Seit Samstag hat eine Trainerin erstmals in der deutschen Bundesliga einen Punkt gewonnen. Das gelang Marie Louise Eta mit Union Berlin gegen den 1.FC Köln durch ein Tor in vorletzter Minute zum 2:2. Da einen Tag später weder St. Pauli noch Wolfsburg gewannen, reichte das Unentschieden zum Klassenerhalt. Daher hat Eta nach zwei Niederlagen zuvor gegen Wolfsburg und RB Leipzig die Mision erfüllt. Für einen der Ex-Rapidler bei den „Eisernen“ war es aber kein guter Tag: Leopold Querfeld wurde von seiner Trainerin sozusagen degradiert. Der 23 jährige, der in dieser Saison zuvor nur einmal wegen einer Gelbsperre fehlte, ansonst alle 30 Partien durchspielte, musste erstmals auf die Ersatzbank. Wer den Ehrgeiz von Querfeld kennt, weiß, dass er damit nur schlecht leben kann. Denn da gibt es noch einen Aspekt: Es geht um seinen Platz in Österreichs WM-Kader.

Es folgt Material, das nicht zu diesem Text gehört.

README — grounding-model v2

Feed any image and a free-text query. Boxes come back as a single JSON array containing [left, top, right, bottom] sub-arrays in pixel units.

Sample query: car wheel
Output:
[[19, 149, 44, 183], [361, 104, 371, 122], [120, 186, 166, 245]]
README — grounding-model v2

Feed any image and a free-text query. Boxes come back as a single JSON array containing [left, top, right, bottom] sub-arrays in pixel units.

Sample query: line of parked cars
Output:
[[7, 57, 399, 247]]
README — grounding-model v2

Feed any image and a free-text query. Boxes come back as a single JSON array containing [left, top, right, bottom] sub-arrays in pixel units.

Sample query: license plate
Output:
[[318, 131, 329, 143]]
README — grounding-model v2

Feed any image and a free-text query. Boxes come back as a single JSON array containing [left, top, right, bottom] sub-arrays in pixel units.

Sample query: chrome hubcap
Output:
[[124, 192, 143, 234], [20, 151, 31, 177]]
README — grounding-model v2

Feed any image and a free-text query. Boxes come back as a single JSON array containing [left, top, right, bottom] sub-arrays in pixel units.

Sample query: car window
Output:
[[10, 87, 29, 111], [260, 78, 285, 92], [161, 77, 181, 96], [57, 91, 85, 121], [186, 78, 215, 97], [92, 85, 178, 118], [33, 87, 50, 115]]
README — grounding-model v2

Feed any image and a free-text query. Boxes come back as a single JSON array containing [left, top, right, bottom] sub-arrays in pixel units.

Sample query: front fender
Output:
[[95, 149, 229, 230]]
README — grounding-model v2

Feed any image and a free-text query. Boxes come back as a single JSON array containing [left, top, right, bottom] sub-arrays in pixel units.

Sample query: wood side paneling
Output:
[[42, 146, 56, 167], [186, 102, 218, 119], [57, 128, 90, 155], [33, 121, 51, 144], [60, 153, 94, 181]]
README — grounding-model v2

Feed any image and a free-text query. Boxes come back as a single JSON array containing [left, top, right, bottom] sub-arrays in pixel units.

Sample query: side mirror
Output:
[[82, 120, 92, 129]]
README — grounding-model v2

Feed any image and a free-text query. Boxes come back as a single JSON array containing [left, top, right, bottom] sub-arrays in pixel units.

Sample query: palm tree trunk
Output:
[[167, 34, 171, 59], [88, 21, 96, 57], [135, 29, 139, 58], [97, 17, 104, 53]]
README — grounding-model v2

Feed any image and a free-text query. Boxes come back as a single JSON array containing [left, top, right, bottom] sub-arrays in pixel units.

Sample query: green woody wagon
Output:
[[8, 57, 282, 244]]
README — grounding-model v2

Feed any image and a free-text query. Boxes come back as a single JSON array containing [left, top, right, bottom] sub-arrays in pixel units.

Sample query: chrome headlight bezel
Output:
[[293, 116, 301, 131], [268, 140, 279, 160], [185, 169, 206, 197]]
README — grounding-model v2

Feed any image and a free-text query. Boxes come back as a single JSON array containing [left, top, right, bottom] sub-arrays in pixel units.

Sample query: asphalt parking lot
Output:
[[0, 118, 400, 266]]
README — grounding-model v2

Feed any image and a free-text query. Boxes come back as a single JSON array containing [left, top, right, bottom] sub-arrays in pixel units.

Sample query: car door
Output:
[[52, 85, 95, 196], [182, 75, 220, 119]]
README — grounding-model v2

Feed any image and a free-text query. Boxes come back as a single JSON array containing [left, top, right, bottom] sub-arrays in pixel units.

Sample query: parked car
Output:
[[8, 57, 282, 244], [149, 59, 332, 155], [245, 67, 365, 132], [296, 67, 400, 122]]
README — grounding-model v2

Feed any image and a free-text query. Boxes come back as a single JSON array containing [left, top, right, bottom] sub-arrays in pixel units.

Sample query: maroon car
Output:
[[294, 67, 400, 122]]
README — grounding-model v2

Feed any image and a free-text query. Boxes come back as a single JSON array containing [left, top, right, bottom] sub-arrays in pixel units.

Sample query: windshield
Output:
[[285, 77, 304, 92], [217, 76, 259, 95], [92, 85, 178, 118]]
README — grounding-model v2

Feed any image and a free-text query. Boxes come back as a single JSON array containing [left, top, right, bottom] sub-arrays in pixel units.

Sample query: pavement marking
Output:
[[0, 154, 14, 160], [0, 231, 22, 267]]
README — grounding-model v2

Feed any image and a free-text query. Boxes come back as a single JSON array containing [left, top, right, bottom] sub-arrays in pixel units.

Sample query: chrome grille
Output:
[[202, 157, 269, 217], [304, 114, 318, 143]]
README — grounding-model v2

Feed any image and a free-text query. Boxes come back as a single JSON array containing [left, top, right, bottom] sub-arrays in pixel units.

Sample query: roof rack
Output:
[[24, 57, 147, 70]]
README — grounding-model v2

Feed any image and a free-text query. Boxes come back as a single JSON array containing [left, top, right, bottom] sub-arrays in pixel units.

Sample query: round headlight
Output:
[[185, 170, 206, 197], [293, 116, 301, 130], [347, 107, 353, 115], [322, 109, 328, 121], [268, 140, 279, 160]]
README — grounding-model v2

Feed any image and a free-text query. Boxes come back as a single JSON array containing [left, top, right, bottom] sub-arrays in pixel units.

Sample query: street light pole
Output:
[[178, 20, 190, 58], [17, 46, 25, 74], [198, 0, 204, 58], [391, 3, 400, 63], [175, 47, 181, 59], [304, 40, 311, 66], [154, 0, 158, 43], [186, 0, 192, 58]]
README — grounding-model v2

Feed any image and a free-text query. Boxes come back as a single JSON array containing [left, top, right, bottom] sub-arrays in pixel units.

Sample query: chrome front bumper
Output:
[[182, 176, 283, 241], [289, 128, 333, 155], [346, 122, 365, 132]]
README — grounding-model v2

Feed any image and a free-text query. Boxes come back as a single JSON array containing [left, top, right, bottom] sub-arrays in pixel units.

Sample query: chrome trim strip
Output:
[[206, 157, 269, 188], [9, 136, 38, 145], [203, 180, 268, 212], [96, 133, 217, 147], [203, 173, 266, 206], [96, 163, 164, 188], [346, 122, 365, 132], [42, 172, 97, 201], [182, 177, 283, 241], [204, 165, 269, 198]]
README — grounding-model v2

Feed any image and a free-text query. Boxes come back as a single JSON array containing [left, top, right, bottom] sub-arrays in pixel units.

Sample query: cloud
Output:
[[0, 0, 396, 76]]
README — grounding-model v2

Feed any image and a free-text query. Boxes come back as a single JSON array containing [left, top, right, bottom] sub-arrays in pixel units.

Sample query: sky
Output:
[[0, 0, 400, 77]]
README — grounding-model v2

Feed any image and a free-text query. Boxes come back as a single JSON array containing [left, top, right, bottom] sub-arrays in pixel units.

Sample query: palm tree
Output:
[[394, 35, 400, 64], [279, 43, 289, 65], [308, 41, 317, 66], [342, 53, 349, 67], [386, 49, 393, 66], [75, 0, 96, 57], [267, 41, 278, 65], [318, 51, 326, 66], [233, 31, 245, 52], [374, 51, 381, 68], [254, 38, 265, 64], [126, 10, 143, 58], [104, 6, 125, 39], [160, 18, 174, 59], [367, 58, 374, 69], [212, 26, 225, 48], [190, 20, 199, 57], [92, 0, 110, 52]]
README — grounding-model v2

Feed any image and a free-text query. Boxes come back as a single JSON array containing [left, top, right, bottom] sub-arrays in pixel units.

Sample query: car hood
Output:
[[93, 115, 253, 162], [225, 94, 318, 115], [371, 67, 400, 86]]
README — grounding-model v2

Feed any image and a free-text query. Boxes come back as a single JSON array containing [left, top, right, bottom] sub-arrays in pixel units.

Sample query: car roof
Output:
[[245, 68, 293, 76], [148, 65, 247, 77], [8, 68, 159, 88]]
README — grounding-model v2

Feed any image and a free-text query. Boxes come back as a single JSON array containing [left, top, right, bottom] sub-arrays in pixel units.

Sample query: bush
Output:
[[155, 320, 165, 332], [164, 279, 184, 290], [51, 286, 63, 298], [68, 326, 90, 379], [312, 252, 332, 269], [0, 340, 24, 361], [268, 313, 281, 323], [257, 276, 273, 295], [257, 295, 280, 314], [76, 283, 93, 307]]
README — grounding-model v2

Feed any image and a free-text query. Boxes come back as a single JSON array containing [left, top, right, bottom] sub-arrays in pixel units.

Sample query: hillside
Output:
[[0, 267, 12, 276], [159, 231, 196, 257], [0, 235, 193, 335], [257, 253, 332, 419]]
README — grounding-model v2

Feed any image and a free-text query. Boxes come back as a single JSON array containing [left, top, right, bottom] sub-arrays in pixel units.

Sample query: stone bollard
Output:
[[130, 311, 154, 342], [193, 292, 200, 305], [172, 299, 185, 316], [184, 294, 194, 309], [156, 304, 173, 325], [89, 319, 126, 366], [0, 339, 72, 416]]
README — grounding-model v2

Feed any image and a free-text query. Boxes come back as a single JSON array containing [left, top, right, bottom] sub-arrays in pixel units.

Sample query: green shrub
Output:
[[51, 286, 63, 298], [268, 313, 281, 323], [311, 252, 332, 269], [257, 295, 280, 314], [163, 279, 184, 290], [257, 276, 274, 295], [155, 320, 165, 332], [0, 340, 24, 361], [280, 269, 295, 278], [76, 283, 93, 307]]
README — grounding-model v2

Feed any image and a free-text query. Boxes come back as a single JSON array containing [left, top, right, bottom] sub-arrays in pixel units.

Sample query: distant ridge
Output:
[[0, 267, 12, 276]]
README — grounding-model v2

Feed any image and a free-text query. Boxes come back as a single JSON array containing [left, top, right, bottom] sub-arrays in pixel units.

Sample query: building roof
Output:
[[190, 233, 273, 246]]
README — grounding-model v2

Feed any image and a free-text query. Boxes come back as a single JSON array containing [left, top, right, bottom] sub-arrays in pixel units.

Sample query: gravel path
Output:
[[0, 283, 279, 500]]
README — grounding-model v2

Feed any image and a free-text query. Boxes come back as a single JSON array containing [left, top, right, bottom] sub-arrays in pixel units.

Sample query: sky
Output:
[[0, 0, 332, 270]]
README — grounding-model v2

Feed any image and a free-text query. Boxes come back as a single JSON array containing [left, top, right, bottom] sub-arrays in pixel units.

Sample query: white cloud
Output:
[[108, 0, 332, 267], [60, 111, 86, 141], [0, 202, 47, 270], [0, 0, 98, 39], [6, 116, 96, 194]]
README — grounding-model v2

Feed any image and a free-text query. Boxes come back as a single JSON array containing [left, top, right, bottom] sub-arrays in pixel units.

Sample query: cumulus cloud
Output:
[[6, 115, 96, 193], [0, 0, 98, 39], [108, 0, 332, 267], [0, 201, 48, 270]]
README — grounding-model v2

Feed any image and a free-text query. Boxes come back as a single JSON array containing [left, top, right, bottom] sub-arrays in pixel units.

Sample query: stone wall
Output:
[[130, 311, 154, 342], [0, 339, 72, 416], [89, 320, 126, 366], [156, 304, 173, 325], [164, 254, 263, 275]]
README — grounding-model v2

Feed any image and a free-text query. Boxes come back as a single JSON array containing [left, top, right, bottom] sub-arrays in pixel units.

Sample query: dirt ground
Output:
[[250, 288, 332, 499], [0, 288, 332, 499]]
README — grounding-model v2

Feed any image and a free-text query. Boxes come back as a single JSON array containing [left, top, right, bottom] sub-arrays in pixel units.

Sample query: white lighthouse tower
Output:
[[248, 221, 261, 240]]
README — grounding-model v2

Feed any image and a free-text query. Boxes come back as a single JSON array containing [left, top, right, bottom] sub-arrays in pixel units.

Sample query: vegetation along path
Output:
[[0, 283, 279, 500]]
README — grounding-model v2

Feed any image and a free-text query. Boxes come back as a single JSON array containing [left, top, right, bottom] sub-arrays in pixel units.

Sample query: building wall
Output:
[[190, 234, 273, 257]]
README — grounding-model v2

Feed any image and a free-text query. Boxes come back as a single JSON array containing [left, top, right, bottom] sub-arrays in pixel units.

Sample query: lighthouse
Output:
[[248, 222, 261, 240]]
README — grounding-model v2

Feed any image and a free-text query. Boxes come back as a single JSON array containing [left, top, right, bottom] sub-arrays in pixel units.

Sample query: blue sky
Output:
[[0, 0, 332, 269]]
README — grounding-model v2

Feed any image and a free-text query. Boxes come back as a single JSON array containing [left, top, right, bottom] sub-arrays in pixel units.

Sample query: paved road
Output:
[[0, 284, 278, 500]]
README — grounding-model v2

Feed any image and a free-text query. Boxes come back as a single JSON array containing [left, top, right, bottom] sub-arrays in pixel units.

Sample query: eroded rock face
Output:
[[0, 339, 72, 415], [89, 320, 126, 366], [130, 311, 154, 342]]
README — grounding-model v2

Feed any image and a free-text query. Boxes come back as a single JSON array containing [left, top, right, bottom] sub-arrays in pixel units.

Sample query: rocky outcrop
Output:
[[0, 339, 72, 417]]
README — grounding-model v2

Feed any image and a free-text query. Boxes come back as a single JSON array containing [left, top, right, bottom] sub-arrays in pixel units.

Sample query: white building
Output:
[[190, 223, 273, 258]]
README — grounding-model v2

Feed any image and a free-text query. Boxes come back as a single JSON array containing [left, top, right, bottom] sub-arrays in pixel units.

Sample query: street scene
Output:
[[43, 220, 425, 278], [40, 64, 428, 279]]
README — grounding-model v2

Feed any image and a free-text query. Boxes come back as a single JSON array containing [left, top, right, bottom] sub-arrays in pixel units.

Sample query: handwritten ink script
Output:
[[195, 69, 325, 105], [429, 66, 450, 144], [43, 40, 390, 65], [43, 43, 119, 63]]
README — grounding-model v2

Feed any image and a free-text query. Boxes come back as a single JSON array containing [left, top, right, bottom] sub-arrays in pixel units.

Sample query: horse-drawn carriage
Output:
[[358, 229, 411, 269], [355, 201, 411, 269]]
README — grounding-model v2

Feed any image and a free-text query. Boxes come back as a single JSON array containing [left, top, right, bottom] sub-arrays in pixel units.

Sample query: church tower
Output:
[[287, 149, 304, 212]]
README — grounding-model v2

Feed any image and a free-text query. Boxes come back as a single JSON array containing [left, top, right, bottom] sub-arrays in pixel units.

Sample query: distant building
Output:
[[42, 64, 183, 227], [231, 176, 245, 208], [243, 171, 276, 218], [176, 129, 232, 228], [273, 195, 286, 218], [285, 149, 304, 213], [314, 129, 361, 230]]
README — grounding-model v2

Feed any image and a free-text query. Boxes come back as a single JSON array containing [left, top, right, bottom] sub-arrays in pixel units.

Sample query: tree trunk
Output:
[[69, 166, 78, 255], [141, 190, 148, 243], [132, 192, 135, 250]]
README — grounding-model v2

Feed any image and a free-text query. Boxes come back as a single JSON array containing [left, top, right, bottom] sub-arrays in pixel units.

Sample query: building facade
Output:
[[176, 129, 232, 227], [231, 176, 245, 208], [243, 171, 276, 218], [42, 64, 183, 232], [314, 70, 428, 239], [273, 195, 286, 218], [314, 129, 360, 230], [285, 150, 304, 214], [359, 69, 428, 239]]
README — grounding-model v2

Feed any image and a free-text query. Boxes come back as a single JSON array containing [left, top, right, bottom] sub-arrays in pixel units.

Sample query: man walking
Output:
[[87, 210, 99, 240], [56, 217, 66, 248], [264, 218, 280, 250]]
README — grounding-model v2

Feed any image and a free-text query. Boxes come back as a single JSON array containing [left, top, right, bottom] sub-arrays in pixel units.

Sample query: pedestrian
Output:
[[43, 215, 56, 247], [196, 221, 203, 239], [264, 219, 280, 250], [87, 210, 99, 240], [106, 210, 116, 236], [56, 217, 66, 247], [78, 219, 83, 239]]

Bisher war die Nummer 14 bei Union Berlin gesetzt. Warum letzten Samstag überraschend der Franzose Stanley Nsoki statt Querfeld begann, weiß niemand so richtig. Eta bgründete dies mit den Eindrücken der Trainingswoche. Schwer vorstellbar, dass Querfeld nicht gut trainiert. Sollte er auch in den letzten zwei Runden in Mainz und gegen Augsburg auf der Bank bleiben, wäre das bitter für ihn. Denn im März-Teamkader von Ralf Rangnick fehlte er schon, auch das kam etwas unerwartet: „Wir wissen, was wir an ihm haben“, versicherte der Teamchef damals. Der vor zwei Monaten acht Innenverteidiger einberief. Maximal sechs wird er zur WM mitnehmen. Gesetzt sind Kapitän David Alaba, Philipp Lienhart, Kevin Danso und Stefan Posch, der auch als Rechtsverteidiger zum Zug kommen kann. Maximal drei weitere Innenverteidiger werden noch dabei sein, Die Kandidaten außer Querfeld: David Affengruber, Michael Svoboda, Gernot Trauner, der nach langwierigen Achillessehnenproblemen dreimal bei Feyenoord Rotterdam insgesamt 131 Minuten spielte, davon zweimal von Beginn an, Marco Friedl und der wieder fitte Max Wöber. Ein Linksfuß wird zu Alaba noch dazukommen, Wöber oder Friedl. Rechts wird Rnagnick zwischen Querfeld, Trauner, Affengruber und Soboda entscheiden.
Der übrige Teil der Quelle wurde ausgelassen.